Just ask Eibar Coa and Paco Lopez, or Brandon Meier. Being a jockey is a dangerous, thankless job, and over the past 30 days a notable number of incidents at Gulfstream, Santa Anita, Penn National and Aqueduct have rammed home that point. Yet, beyond the charismatic good ol' boy Calvin Borel and superstar Zenyatta’s long-time partner Mike Smith, most jockeys remain nearly anonymous to the general public these days. It wasn’t always that way.
During racing’s “Golden Age” jockeys enjoyed tremendous fame and status in American society, a natural occurrence given the sport’s high-profile and popularity. Eddie Arcaro and Bill Hartack both appeared on the cover of Time magazine at the height of their careers, while numerous Sports Illustrated covers featured jockeys such as Willie Shoemaker and Stevie Cauthen, Johnny Sellers and Johnny Longden.
Even that most quintessential of American weeklies, The Saturday Evening Post, published at least two jockey-themed covers.
In 1977, art collector and sports enthusiast Richard Weisman commissioned Andy Warhol to create—for a mere $800,000—a series of silk-screen paintings featuring 10 iconic athletes of the era. Each athlete chosen was paid $15,000 to allow Warhol to take Polaroids of them which would be silk-screened in various colors, with a total of six versions produced for each image. One set of the finished works, the one Weisman displayed in his West Los Angeles home, was stolen in 2009, although oddly Weisman refused to collect on the $25 million insurance policy just a month after the heist. However, other versions of the works live on in public collections and in authorized prints.
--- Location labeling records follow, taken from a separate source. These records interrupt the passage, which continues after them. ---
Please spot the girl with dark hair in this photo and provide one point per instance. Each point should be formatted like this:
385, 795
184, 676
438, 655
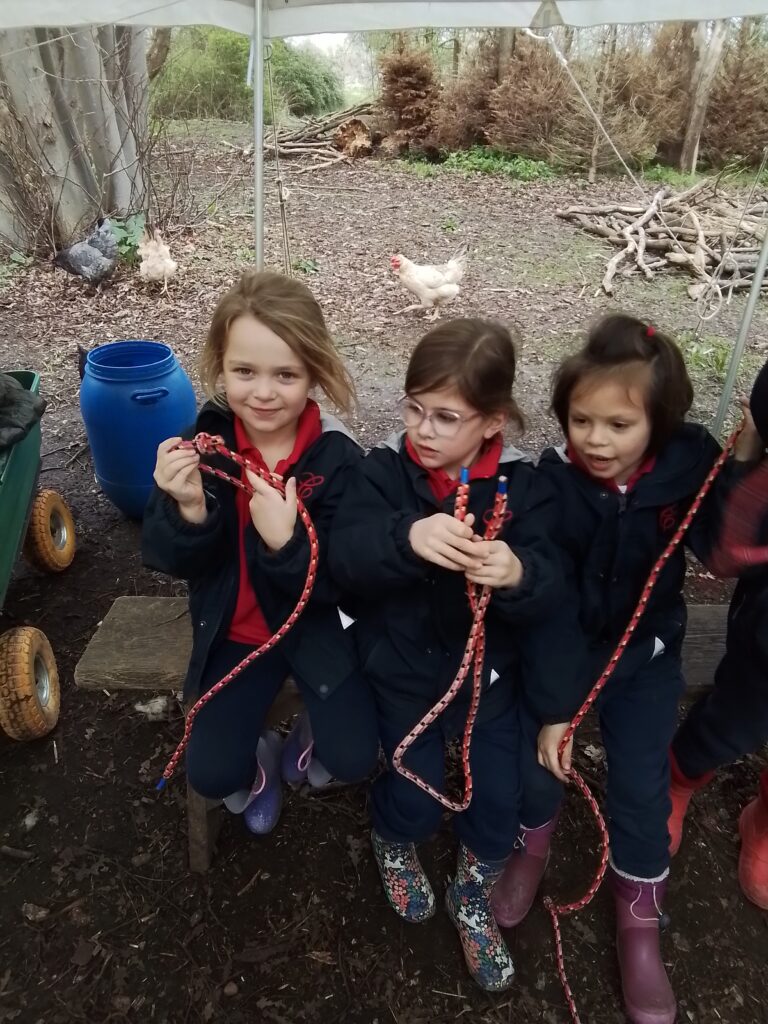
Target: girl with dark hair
732, 720
397, 545
625, 479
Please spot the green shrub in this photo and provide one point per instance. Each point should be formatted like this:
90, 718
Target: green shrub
205, 77
307, 82
482, 160
670, 176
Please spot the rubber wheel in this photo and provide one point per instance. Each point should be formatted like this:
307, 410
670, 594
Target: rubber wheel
29, 684
50, 536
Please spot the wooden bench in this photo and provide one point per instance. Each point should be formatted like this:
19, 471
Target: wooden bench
144, 643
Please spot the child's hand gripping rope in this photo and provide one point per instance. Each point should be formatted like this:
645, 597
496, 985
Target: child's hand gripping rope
473, 656
207, 444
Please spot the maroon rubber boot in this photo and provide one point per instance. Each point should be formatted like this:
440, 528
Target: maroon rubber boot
753, 861
647, 994
681, 790
515, 891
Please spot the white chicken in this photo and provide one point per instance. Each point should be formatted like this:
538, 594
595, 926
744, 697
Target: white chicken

For those of us who grew up in the 1970s, who didn’t know figure skating champion Dorothy Hamill and tennis star Chris Evert, baseball pitcher Tom Seaver and soccer superstar Pele, basketball’s Kareem Abdul Jabbar and football running back OJ Simpson, golfer Jack Nicklaus and boxer Muhammad Ali? New York Rangers winger Rod Gilbert would soon be overshadowed by the phenomenon that was Wayne Gretzky, but The Shoe, Willie Shoemaker, would go on to win an Eclipse Award in 1981, not to mention his fourth Kentucky Derby (with Ferdinand in 1986, at age 54).
In his diary entry for March 28, Warhol discusses not only the scope of the commission, but also the conditions under which he took Shoemaker’s photograph:
At 4:00 I went to Fred’s room to photograph Willie Shoemaker the jockey. Richard Weisman’s commissioned me to do a series of athletes’ portraits. Richard will keep some of the portraits and some will be for sale and the athletes will get to keep some. So Willie was the first athlete…Willie’s wife called from the lobby and she came up with a girlfriend—but without Willie. He didn’t show up till ten after 5:00 and when he saw her, he couldn’t believe she was there. He’d been court getting a divorce from her, that’s why he was late.
Willie’s ex-wife of one hour was one of the tallest women I’ve ever seen. She was dressing Willie for the picture and he looked like an eight-year-old kid. And guess what he was wearing—little Jockey shorts! Ordered martinis, and the wife was drinking. She kept asking him for a date to celebrate the divorce and he kept turning her down, he said, “If I’d known you were going to be here I wouldn’t have come."
Ironic, isn’t it, that the ultimate celebrity whore Andy Warhol ended up immortalizing the shy Shoemaker, a man who—as Bill Nack noted in his 1980 Sports Illustrated article—despised the Beverly Hills/Hollywood social scene which so dominated his life during his marriage to Babs Beyer. And how prophetic that Warhol remarked upon completion of the Weisman series, “The sport stars of today are the movie stars of yesterday.”
So true today of most sports stars, that is, except those in the dying sport of horse racing.